Oefening: Inzicht in je energiebalans

Wat doe je allemaal op een dag? Denk aan de verschillende activiteiten en werkzaamheden op je werk. Denk ook aan je bezigheden thuis, de afspraken met mensen, activiteiten die je onderneemt naast je werk, gesprekjes met school. Inventariseer dat eens.

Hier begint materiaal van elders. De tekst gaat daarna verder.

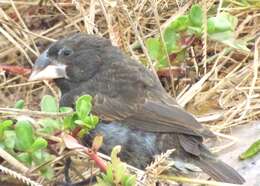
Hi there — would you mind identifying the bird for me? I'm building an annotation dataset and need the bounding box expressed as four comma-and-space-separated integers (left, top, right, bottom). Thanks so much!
29, 33, 245, 184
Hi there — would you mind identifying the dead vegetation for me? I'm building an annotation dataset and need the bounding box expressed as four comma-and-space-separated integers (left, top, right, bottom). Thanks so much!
0, 0, 260, 184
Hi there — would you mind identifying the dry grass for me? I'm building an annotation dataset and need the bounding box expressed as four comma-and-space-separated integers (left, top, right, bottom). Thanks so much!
0, 0, 260, 183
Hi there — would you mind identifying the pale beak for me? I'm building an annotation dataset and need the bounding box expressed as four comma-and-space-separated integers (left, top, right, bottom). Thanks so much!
29, 50, 67, 81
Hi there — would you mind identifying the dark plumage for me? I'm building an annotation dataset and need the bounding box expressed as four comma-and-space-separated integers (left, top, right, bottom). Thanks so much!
31, 34, 244, 184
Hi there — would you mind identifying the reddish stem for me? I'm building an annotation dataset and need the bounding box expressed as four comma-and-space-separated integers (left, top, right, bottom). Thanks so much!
84, 147, 107, 172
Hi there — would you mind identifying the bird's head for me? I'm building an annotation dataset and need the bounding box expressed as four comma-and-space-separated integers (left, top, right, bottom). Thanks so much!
29, 33, 112, 81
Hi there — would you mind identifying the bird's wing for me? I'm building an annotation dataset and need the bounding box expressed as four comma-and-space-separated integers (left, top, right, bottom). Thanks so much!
94, 95, 214, 137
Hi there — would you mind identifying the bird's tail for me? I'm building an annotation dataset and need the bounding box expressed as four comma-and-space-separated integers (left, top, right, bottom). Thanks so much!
194, 152, 245, 184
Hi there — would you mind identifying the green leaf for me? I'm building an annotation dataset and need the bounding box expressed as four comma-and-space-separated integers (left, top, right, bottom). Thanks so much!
63, 114, 78, 129
39, 118, 62, 133
15, 99, 24, 109
189, 5, 203, 27
84, 114, 99, 129
239, 140, 260, 160
145, 38, 161, 60
60, 107, 73, 113
0, 120, 13, 139
30, 137, 48, 152
15, 120, 34, 151
4, 130, 16, 149
76, 95, 92, 121
40, 95, 59, 112
169, 15, 190, 32
155, 56, 169, 70
17, 152, 32, 166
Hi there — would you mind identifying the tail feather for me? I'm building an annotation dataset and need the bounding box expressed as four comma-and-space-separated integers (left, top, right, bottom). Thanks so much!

We gaan op zoek naar rode (energievreters)
en groene (energiegevers) momenten.

Groene momenten zijn momenten:

  • waarop je geniet van waar je mee bezig bent
  • waarbij er voor je het weet een paar uur voorbij zijn
  • waarop je de tijd vergeet
  • waarop je amper moet nadenken bij wat je doet
  • waar je naar uitkijkt
  • waarvan je het zelf niet zo bijzonder vindt wat je laat zien, maar anderen wijzen je erop dat je het goed kan
  • waarbij je na afloop misschien fysiek moe bent, maar mentaal heb je meer energie dan je vooraf had
     

Rode momenten zijn die momenten:

  • waarop de tijd niet vordert
  • waar je niet naar uitkijkt
  • waarop je jezelf heel erg moet concentreren om erbij te kunnen blijven of om een goed resultaat te kunnen neerzetten
  • waar je moe van wordt
  • die in je functioneringsgesprekken of evaluatiegesprekken steeds terugkeren, jaar na jaar… en steeds benoemd worden als datgene waar je aan zou moeten werken; je weet het, je zegt dat je er aan gaat werken en tegelijkertijd komt er weinig of niets van
  • waarop je energie moet steken in wat je aan het doen bent; je ziet er tegenop, je stelt het uit, de tijd kruipt vooruit en je bent je tijdens de activiteit voortdurend bewust van het feit dat het je veel energie kost
  • die vaak opduiken in je storende gedachten: datgene waarover je in de auto naar huis zit op te tobben, waar je ’s avonds of in het weekend mee bezig bent, waar je ’s nachts van wakker ligt, waar je niet uitkomt, waar je voortdurend in je hoofd gesprekken of dialogen over aan het voeren bent of die je achtervolgen

Maak eens een lijstje: wat geeft jou energie en wat kost jou energie.